You are also assuming that all of us here are the mild and meek and that all of our instructors are worthless, "incompetents" was it?
I guess I wonder how you can qualify that statement as a first semester nursing student. Even as a graduate nurse, I know I have a LOT to learn before I can even consider myself a full competent nurse in my specialty.
If you truly feel that way about your instructors now, you have probably chosen the wrong school and possibly the wrong career path.
Why aren't we butt hurt about the flirting? It doesn't affect me. Whatever Joe or Suzy are doing is none of my concern and the grades I earn are just that. Earned. Why do you REALLY care anyway what they are doing? It isn't affecting YOUR performance in class. You are making As according to your post.
Further, a PhD does not equal a better instructor/professor.
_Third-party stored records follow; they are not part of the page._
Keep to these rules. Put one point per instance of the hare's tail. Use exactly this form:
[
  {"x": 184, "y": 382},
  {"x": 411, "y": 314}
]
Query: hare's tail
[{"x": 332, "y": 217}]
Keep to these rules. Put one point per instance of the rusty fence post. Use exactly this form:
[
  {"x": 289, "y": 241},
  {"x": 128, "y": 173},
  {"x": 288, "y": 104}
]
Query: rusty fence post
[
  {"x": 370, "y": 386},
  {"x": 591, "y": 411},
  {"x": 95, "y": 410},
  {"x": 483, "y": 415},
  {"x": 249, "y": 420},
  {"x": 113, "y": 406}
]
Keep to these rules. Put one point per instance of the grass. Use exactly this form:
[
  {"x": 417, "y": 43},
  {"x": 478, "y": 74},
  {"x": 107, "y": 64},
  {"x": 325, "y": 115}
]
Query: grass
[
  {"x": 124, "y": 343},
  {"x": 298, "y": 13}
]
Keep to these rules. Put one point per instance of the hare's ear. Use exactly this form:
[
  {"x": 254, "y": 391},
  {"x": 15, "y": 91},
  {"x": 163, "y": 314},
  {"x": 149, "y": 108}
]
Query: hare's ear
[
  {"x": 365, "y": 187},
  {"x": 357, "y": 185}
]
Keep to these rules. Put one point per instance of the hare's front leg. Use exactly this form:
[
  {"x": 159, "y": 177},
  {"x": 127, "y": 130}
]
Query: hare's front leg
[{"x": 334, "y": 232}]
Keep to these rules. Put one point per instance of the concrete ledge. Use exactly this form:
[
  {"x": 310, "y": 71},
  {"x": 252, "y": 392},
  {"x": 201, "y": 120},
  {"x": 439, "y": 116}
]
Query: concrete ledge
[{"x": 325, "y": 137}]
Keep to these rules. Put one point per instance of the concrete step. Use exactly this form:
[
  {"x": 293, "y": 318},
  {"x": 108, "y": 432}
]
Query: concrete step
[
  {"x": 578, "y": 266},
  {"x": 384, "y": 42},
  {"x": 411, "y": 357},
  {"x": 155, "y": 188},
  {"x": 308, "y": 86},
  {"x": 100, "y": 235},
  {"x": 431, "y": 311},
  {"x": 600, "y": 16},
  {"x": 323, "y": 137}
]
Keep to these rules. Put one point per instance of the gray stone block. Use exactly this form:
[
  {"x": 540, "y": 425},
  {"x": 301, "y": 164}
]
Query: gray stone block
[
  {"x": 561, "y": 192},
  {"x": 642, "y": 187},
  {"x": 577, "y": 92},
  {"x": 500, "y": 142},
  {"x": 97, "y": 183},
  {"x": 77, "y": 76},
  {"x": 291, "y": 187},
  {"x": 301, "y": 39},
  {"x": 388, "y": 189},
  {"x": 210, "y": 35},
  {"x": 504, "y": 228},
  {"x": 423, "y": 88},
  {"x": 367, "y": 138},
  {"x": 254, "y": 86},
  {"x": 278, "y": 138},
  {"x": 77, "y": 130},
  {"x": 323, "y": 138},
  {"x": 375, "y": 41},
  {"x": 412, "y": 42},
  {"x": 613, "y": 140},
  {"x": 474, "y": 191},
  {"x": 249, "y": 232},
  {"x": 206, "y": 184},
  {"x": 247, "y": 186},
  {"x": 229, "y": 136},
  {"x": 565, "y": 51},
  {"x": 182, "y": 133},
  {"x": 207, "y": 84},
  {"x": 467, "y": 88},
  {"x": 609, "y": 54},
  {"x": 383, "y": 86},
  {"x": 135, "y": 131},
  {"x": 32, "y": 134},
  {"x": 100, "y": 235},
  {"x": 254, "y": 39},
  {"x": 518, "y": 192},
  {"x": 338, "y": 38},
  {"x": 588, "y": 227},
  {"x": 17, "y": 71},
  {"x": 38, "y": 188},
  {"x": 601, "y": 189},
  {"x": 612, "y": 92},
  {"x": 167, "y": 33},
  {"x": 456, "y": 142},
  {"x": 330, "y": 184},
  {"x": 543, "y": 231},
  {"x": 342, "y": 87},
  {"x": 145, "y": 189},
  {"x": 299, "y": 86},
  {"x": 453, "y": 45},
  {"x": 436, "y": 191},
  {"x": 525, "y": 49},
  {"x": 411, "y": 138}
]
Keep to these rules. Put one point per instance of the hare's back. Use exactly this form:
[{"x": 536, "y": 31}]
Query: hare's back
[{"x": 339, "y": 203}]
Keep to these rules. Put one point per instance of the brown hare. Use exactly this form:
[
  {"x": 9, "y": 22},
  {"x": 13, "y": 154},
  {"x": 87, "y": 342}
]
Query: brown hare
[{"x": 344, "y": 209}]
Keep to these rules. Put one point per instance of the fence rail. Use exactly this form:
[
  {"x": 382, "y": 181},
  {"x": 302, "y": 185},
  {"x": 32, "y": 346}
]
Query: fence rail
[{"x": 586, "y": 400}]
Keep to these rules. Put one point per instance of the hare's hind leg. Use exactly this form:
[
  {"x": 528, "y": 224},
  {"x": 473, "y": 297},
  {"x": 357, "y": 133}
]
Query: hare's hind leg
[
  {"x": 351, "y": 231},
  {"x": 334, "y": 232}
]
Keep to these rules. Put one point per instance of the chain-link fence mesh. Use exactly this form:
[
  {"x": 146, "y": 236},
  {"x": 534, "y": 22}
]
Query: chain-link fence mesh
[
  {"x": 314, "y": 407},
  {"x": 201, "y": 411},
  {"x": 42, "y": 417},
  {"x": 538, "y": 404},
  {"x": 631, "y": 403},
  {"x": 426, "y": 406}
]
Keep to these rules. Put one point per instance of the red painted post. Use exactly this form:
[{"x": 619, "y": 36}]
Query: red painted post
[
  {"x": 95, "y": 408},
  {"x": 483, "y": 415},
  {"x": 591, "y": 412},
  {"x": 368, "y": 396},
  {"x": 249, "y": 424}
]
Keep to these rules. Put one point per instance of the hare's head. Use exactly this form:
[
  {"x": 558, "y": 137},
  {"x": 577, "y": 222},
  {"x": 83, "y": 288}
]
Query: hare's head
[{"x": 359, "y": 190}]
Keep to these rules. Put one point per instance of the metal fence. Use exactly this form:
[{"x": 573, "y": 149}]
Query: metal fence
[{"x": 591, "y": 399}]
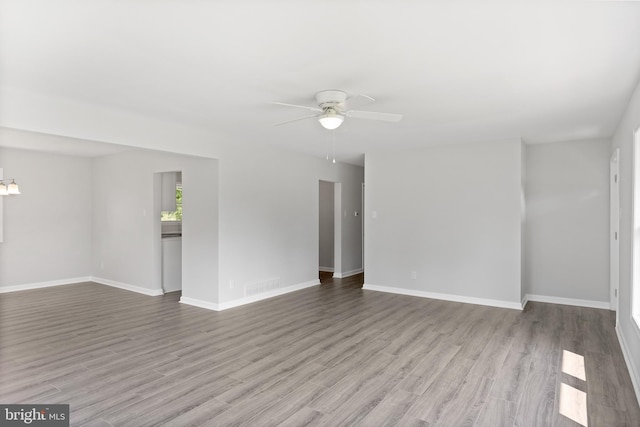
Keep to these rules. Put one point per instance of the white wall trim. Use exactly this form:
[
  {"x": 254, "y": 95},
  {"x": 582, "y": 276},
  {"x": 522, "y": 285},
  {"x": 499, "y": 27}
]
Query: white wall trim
[
  {"x": 48, "y": 284},
  {"x": 200, "y": 303},
  {"x": 128, "y": 287},
  {"x": 605, "y": 305},
  {"x": 635, "y": 376},
  {"x": 248, "y": 300},
  {"x": 445, "y": 297},
  {"x": 347, "y": 273}
]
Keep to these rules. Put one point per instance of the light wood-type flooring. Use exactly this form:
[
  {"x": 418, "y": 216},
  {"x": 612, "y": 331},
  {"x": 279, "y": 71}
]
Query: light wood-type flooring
[{"x": 328, "y": 355}]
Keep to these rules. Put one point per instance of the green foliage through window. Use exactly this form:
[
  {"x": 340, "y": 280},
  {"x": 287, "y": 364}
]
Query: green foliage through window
[{"x": 177, "y": 214}]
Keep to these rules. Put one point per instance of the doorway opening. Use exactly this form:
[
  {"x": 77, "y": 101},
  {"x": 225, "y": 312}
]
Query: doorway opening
[
  {"x": 168, "y": 232},
  {"x": 329, "y": 222}
]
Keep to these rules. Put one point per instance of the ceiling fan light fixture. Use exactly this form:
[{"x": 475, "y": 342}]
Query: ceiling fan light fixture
[{"x": 331, "y": 120}]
There is a lot to be said for a nursing instructor with years of varied experience. I learned WAY more from the former army and med-surg nurse than I ever did from my teacher with his PhD in nursing. He had ZERO floor or patient experience. He was a nightmare and didn't know a thing about talking to patients or the family. He was arrogant and just generally an unkind person.
Did I complain about it? Nope. I realized that no ounce of complaining is going to do a darn bit of good. My job as a student was to take what I could from that experience and move on.
What I learn and gain from NS is entirely up to me as an adult learner.
Samantha79
166 Posts
Apparently not. My instructors do not behave the way you are saying yours do. Clumping all nurse educators into the same group as "unprofessional and uneducated" is at best strange and at worse vindictive. I'm sorry you are having the problems you say you are having, even if to the rest of us they don't seem like problems at all. Sounds like nursing school isn't for you, and in turn neither is nursing. Good luck on your future endevors.